Apr 02, 2015
12:00 PM

Next Thursday April/2/2015 at 12:00 noon
"Building 75’s first floor conference room"
75 3rd St., Charlestown Navy Yard

Emery N. Brown, M.D., Ph.D. 
Institute for Medical Engineering and Science
Department of Brain and Cognitive Sciences 
Massachusetts Institute of Technology 
Department of Anesthesia, Critical Care and Pain Medicine Massachusetts General Hospital Harvard Medical School 
The Dynamics of the Unconscious Brain Under General Anesthesia
General anesthesia is a drug-induced, reversible condition comprised of five behavioral states: unconsciousness, amnesia (loss of memory), analgesia (loss of pain sensation), akinesia (immobility), and hemodynamic stability with control of the stress response.
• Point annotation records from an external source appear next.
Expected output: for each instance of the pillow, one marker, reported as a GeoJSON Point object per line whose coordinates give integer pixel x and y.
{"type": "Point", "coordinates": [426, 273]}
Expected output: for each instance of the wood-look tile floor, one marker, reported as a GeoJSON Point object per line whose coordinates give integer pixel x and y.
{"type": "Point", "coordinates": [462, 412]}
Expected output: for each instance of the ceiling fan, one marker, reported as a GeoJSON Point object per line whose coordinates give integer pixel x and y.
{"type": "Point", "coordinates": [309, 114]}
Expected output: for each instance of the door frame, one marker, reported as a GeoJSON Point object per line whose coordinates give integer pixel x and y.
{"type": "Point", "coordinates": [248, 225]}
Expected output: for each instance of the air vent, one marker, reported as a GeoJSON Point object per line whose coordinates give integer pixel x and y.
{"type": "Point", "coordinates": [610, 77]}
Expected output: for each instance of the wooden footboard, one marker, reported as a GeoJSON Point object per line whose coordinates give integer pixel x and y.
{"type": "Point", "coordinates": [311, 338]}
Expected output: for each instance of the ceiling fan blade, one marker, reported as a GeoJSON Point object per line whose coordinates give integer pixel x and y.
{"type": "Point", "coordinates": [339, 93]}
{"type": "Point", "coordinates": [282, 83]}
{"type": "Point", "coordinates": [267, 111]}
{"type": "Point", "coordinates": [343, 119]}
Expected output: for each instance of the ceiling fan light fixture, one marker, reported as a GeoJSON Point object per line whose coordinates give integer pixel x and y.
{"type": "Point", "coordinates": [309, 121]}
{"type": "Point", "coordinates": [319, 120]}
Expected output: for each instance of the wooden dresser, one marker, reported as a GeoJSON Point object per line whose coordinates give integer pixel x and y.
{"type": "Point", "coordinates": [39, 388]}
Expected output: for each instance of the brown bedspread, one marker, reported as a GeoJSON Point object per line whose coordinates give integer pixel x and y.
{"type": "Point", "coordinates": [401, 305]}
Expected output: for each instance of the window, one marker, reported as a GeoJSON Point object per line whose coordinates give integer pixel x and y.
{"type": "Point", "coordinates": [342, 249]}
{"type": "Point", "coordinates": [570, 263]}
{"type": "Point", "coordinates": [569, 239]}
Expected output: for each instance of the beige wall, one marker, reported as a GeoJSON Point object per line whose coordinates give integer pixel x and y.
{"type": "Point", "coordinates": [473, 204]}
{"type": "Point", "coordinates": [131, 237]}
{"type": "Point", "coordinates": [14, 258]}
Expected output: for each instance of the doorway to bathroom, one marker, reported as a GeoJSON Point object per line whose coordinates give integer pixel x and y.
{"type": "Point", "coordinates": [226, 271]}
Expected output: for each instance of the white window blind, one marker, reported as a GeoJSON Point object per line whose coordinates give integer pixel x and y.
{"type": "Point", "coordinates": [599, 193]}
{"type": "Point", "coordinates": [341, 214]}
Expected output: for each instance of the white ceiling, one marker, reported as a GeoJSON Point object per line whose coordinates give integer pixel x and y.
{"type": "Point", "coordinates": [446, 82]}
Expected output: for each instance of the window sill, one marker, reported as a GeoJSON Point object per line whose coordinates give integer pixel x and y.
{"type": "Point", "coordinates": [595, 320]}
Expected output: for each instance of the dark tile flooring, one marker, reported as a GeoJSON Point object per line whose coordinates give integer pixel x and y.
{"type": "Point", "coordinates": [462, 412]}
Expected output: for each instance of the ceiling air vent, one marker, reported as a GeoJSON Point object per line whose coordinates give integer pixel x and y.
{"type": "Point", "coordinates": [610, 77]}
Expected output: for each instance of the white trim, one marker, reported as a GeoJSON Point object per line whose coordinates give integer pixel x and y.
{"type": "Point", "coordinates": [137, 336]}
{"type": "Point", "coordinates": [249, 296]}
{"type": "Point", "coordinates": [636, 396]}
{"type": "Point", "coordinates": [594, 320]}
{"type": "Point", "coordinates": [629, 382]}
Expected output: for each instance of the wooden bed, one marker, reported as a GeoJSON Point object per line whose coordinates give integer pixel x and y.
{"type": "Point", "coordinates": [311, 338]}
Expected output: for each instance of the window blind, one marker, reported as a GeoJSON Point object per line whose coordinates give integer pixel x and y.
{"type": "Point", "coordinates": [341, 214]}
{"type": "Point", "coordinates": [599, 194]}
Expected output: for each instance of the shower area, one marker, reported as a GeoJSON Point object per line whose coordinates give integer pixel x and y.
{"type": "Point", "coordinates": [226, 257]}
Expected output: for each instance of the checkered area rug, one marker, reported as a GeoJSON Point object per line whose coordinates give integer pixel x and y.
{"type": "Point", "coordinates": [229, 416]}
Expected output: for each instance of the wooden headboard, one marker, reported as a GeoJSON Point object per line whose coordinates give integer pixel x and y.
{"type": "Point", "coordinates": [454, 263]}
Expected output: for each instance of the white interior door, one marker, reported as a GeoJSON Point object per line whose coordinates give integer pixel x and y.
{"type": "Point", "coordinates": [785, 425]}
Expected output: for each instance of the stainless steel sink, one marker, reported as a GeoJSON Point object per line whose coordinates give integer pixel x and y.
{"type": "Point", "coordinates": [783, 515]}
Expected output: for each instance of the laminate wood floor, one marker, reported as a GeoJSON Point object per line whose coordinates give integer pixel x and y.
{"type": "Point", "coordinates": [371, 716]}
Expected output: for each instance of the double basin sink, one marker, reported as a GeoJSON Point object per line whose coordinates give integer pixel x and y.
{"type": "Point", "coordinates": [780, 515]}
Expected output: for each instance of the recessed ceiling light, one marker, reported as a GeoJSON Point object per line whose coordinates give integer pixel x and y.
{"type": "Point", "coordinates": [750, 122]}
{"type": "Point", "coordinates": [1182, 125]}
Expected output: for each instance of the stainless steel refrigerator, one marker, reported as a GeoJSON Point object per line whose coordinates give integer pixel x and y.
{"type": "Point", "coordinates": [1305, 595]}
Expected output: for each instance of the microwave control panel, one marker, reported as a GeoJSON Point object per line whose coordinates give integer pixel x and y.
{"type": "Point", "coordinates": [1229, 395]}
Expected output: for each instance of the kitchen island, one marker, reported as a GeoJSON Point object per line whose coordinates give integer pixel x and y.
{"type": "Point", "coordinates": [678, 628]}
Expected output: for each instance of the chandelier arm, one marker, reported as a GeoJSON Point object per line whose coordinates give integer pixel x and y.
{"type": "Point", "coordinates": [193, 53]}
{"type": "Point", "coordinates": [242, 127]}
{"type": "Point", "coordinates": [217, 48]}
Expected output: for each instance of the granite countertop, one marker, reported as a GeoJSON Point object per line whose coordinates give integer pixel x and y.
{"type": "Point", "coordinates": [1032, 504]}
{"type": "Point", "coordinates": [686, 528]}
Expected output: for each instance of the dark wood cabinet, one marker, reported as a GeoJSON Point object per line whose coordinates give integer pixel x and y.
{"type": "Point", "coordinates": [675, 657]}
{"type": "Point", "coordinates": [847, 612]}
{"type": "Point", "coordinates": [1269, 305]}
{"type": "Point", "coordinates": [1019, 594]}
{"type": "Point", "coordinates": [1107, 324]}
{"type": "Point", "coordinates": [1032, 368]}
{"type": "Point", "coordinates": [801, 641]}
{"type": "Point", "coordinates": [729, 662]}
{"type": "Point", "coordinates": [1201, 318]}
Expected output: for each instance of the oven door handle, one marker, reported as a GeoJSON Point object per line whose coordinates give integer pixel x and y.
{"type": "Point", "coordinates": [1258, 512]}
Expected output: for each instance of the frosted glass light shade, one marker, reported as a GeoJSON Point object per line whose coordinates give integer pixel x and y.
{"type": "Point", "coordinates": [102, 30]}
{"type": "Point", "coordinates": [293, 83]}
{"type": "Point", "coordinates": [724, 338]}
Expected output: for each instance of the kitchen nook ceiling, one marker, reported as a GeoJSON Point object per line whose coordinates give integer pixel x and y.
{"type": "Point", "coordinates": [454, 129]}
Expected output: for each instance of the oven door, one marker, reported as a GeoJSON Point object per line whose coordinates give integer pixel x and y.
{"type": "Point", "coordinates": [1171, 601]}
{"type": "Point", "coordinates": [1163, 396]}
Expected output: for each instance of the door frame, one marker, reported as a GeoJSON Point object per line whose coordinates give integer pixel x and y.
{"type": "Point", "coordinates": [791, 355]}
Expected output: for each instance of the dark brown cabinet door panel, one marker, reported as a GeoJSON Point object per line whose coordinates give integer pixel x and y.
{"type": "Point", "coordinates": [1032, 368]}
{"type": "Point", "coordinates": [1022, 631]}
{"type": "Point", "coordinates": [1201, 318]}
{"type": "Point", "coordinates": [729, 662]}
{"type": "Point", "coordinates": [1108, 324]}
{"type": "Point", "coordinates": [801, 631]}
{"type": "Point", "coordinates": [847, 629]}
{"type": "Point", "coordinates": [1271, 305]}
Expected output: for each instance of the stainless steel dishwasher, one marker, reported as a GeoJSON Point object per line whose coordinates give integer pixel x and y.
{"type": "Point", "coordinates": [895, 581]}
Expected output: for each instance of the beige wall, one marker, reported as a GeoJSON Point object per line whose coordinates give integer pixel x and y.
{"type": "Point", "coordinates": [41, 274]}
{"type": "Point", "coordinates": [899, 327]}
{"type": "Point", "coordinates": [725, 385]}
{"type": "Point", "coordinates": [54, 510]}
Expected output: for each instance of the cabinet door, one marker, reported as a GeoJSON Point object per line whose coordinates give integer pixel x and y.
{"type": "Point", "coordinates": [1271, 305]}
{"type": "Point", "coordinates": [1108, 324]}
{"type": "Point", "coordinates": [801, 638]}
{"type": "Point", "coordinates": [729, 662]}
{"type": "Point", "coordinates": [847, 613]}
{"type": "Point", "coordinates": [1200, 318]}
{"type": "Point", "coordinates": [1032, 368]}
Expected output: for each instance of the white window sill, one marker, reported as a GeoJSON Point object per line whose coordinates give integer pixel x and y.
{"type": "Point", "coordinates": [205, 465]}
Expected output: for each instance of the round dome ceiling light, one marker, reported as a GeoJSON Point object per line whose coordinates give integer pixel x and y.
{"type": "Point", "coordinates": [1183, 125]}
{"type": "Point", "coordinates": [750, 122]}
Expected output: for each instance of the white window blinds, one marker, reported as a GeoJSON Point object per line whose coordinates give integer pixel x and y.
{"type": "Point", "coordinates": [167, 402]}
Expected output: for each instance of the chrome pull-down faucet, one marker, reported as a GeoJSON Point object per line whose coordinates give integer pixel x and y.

The mechanisms by which anesthetic drugs induce the state of general anesthesia are considered one of the biggest mysteries of modern medicine. We take three approaches to decipher this mystery. First, we present findings from our human studies of general anesthesia using combined fMRI/EEG recordings, high-density EEG recordings and intracranial recordings which have allowed us to give a detailed characterization of the neurophysiology of loss and recovery of consciousness due to propofol. Second, we present a neuro-metabolic model of burst suppression, the profound state of brain inactivation seen in deep states of general anesthesia. We show that our characterization of burst suppression can be used to design a closed-loop anesthesia delivery system for control of a medically-induced coma. Finally, we demonstrate that the state of general anesthesia can be rapidly reversed by activating specific brain circuits. Our results show that it is now possible to have a detailed neurophysiological understanding of the brain under general anesthesia, and that this understanding, can be used to control anesthetic states. Hence, general anesthesia is not a mystery.